Bless the good sense he had to talk this through with his therapist first. He doubles back, takes a slow breath, and offers Malcolm his hand. "I can't trust anything about what I might think or feel about her, or what she might feel about me. I kept seeing- and she felt a life where she left the project with me. We ran away and started a family and seeing that had us both a little fucked up."
Good there's just so much all fucked up in his head, he doesn't know where to start.

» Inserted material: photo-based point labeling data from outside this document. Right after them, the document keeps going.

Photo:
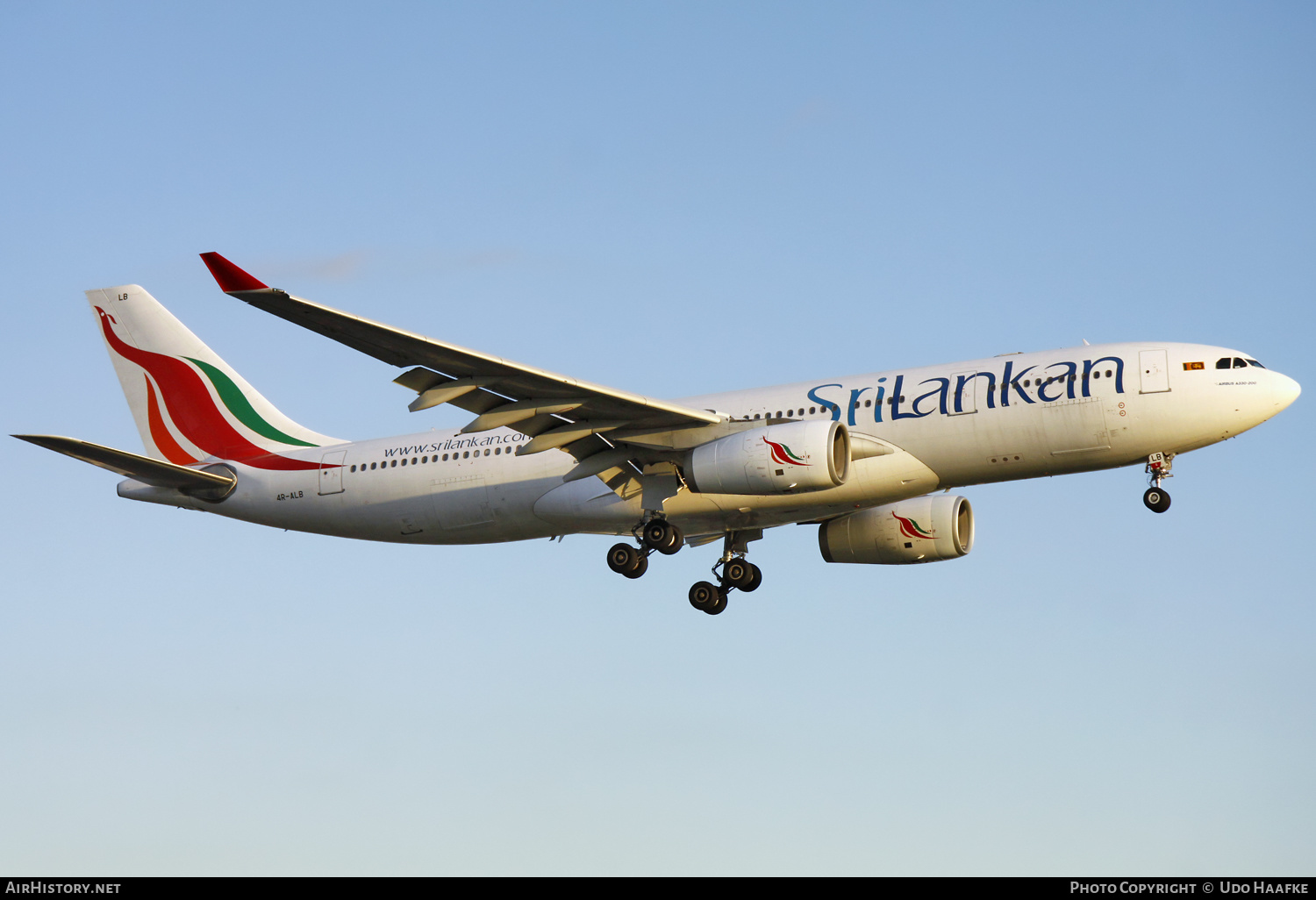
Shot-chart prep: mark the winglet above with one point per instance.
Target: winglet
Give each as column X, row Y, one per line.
column 229, row 276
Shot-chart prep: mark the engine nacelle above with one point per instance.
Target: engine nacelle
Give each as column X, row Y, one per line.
column 923, row 529
column 773, row 460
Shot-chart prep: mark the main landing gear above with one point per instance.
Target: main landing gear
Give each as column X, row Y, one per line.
column 1158, row 468
column 733, row 573
column 732, row 570
column 655, row 534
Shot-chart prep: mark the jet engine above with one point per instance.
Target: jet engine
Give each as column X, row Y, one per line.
column 773, row 460
column 923, row 529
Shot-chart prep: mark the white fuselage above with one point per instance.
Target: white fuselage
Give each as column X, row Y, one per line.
column 989, row 420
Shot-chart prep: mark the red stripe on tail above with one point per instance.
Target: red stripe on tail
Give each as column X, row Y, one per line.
column 192, row 410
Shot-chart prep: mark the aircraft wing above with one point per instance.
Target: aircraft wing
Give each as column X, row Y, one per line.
column 555, row 411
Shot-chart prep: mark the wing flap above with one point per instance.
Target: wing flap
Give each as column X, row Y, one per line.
column 492, row 381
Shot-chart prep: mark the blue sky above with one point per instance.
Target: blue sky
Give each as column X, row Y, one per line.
column 671, row 199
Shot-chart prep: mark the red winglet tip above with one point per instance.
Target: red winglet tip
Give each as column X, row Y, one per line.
column 229, row 276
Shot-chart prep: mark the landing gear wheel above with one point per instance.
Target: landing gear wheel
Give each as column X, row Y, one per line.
column 704, row 596
column 662, row 536
column 626, row 561
column 1155, row 500
column 739, row 574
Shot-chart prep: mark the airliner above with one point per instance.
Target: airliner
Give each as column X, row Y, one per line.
column 870, row 460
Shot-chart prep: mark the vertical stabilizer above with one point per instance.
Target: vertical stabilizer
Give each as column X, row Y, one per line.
column 190, row 404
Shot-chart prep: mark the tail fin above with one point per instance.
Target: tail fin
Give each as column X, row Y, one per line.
column 189, row 403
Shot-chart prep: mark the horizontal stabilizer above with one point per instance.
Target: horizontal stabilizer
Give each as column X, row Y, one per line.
column 144, row 468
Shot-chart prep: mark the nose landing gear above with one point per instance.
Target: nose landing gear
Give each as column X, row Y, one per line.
column 1158, row 468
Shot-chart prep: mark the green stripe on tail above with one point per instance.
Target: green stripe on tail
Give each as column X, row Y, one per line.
column 237, row 403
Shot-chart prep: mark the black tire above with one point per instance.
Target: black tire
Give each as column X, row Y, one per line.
column 704, row 595
column 657, row 534
column 1155, row 500
column 737, row 573
column 676, row 542
column 623, row 560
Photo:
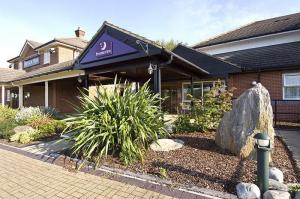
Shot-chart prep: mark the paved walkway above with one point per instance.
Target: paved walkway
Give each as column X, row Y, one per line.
column 24, row 177
column 292, row 139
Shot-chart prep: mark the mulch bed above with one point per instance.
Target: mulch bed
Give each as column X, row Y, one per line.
column 202, row 163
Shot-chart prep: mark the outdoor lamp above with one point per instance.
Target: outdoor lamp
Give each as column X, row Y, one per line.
column 151, row 68
column 263, row 146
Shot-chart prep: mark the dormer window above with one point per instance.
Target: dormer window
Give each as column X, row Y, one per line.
column 47, row 57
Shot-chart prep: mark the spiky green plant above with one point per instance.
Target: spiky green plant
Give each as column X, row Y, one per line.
column 118, row 123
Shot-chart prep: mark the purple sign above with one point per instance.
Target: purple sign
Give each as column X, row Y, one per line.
column 104, row 48
column 107, row 47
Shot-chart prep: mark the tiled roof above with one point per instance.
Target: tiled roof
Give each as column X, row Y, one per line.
column 8, row 74
column 34, row 44
column 255, row 29
column 68, row 65
column 215, row 66
column 270, row 57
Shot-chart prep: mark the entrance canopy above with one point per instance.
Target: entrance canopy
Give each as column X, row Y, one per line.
column 114, row 50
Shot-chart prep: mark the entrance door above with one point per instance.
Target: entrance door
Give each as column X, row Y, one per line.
column 170, row 100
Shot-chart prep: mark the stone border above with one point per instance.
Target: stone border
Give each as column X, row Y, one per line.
column 295, row 162
column 152, row 183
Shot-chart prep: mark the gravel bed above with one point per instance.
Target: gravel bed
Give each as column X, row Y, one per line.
column 202, row 163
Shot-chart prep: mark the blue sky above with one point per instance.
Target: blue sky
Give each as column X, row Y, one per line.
column 188, row 21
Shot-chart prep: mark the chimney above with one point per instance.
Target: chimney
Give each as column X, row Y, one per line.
column 79, row 33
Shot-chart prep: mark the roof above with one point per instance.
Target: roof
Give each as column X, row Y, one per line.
column 285, row 55
column 72, row 41
column 255, row 29
column 213, row 65
column 8, row 74
column 68, row 65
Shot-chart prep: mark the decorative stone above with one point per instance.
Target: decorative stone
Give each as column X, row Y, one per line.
column 297, row 195
column 272, row 194
column 166, row 144
column 18, row 131
column 251, row 114
column 275, row 174
column 276, row 185
column 247, row 190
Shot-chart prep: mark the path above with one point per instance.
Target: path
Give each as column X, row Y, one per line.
column 24, row 177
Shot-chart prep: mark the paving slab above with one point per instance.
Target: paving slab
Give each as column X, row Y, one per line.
column 24, row 177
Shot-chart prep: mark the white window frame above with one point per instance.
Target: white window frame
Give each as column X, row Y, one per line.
column 189, row 83
column 283, row 85
column 47, row 56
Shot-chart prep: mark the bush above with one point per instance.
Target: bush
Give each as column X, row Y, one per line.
column 121, row 124
column 25, row 114
column 7, row 113
column 207, row 112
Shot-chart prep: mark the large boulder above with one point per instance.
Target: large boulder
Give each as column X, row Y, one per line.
column 247, row 190
column 251, row 114
column 272, row 194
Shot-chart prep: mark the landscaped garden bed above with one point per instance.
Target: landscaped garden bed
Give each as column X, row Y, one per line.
column 202, row 163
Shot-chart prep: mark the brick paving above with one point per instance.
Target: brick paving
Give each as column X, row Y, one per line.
column 24, row 177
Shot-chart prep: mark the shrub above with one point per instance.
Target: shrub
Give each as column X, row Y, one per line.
column 207, row 112
column 6, row 128
column 25, row 114
column 123, row 124
column 7, row 113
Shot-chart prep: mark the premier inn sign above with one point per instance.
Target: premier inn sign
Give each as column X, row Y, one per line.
column 106, row 47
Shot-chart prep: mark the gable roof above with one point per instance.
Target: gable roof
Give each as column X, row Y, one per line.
column 8, row 74
column 278, row 56
column 255, row 29
column 214, row 66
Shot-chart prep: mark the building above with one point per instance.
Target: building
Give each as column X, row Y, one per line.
column 50, row 74
column 267, row 51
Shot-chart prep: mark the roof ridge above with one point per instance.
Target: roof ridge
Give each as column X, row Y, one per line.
column 208, row 55
column 224, row 33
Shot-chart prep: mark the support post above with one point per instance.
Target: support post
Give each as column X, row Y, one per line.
column 3, row 96
column 46, row 94
column 192, row 92
column 20, row 96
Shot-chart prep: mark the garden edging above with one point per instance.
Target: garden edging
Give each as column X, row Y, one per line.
column 141, row 180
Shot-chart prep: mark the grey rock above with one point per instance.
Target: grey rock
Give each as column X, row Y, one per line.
column 166, row 144
column 251, row 114
column 297, row 195
column 275, row 174
column 272, row 194
column 276, row 185
column 247, row 191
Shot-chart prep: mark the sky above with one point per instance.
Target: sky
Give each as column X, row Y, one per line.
column 188, row 21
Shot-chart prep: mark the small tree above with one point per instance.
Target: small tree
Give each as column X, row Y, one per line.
column 208, row 111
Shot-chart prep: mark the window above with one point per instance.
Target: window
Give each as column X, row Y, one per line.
column 46, row 57
column 291, row 86
column 76, row 53
column 20, row 65
column 31, row 62
column 200, row 88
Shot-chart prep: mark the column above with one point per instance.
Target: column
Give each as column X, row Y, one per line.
column 3, row 96
column 20, row 96
column 46, row 93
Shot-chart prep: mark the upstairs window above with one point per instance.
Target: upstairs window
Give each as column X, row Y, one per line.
column 20, row 65
column 291, row 86
column 46, row 57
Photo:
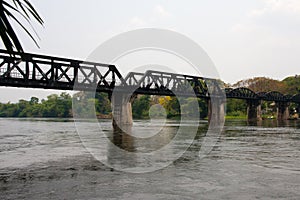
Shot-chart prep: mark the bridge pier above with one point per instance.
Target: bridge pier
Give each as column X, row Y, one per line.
column 283, row 110
column 254, row 110
column 121, row 110
column 216, row 112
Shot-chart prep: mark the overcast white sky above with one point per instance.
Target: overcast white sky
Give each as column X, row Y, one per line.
column 243, row 38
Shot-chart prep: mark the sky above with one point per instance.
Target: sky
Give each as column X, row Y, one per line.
column 244, row 39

"You're different because you have never wanted or expected anything from me but honesty and decency. I haven't always delivered, I know. But I want to keep trying." He swallows. "For you. Because you honestly make me happy, no strings attached. Because it's not stilted with us- we're on even ground. When I'm not being a shit. And I'm so sorry for trying to make it hard."
Day 157 Evening
Malcolm looks at the offered hand but certainly doesn't take it. "So everyone else, they expected something else from you. They expected something else, and you still loved them for it. Love them. But they don't make you happy? How can you love anyone that doesn't make you happy?"
Day 157 Evening
He's said that before. Way at the beginning when mal didn't know about how he felt. When he wasn't sure how to handle it aside from ignore and pray he'd get over it.
Maybe he should have stuck with plan A. No one got hurt in plan A.
"Maybe we should take some time to think about this. For a few days. And come back with a mediator so I don't keep putting my foot in it." Not that he'll be going anywhere else. Well. Not that he'd be going to anyone else.